Pretty much every function in Parsita returns an object with type Parser. Various operators, like & and |, are defined so that Parsers can be combined to make new, more complex, parsers, hence the name "parser combinators".

In version 1 of Parsita, ParserContext was split into two context classes, one with a default whitespace of None and the other with a default whitespace of r'\s*'. This was considered heavyweight, so they were combined into a single context.

Invoking a parser

Parser.parse

The only method of note on a Parser is the parse method. The parse method takes a str as as argument and returns an instance of the Result class, which has two subclasses Success and Failure. Note that in v2.0, these classes are reexported by Parsita, but are defined by the popular Returns package in returns.result. By using the Result class from Returns, Parsita's error handling can be composed with that of other libraries that use Returns.

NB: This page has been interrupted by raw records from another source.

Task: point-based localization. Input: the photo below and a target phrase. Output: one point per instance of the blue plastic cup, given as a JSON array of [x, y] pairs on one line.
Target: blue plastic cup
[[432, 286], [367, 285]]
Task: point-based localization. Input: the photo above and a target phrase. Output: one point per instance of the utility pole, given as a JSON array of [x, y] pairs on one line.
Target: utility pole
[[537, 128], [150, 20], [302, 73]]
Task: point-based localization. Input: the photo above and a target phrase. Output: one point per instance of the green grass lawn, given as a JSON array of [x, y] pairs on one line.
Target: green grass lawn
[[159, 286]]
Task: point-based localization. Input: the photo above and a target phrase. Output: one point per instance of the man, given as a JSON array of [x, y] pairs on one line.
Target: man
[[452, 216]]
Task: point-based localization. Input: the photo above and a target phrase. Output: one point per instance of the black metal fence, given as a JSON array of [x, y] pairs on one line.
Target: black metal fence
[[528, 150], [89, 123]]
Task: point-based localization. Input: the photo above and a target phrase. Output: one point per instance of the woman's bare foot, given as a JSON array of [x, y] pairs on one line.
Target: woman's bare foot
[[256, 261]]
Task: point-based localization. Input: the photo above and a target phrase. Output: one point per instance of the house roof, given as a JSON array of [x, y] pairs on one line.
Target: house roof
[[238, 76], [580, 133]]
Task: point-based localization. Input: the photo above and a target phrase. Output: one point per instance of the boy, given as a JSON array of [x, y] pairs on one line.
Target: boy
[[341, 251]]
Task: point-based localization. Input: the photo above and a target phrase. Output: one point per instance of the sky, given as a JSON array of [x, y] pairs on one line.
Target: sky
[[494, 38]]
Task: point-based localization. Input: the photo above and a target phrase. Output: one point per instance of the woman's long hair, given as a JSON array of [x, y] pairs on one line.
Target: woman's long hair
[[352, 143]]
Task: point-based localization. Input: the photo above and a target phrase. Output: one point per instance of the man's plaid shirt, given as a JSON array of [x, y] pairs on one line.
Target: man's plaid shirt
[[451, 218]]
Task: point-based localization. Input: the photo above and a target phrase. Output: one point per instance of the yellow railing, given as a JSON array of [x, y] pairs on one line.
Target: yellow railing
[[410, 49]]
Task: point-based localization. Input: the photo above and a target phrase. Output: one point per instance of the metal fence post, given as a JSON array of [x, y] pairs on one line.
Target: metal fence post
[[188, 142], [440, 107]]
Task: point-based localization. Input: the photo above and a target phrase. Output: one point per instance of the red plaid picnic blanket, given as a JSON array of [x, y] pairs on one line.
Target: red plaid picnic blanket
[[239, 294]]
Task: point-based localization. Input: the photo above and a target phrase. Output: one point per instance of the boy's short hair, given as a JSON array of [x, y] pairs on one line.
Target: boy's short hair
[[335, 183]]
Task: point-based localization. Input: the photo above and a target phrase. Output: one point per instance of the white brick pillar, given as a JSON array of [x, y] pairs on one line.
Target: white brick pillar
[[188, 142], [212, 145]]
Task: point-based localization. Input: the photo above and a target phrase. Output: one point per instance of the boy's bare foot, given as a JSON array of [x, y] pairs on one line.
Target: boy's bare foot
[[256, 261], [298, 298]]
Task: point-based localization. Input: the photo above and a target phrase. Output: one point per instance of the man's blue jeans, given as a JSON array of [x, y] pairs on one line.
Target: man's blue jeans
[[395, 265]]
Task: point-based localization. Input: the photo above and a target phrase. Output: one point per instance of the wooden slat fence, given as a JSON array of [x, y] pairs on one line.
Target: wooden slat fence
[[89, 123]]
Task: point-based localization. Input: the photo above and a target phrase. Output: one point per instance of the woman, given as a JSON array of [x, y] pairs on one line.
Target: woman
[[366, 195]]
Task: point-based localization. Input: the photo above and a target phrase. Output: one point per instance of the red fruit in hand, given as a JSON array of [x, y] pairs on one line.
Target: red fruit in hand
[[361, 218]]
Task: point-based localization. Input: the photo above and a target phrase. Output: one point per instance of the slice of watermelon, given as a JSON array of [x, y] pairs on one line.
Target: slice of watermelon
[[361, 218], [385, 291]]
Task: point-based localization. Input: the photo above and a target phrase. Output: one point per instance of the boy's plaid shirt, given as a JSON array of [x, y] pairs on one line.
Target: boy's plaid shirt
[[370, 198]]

Instances of Result work especially well with pattern matching in the match statement introduced in Python 3.10:

from parsita import *

class NumericListParsers(ParserContext, whitespace=r'[ ]*'):
    integer_list = '[' >> repsep(reg('[+-]?[0-9]+') > int, ',') << ']'

result = NumericListParsers.integer_list.parse('[1, 1, 2, 3, 5]')

match result:
    case Success(value):
        python_list = value
    case Failure(error):
        raise error

If working in a version of Python prior to 3.10, you can use isinstance directly:

from parsita import *

class NumericListParsers(ParserContext, whitespace=r'[ ]*'):
    integer_list = '[' >> repsep(reg('[+-]?[0-9]+') > int, ',') << ']'

result = NumericListParsers.integer_list.parse('[1, 1, 2, 3, 5]')

if isinstance(result, Success):
    python_list = result.unwrap()
elif isinstance(result, Failure):
    raise result.failure()

Returns has lots of features related to the Result class not covered here. One of the useful features that is not a method on Result is returns.pipeline.is_successful, which may be useful for those on Python versions without pattern matching.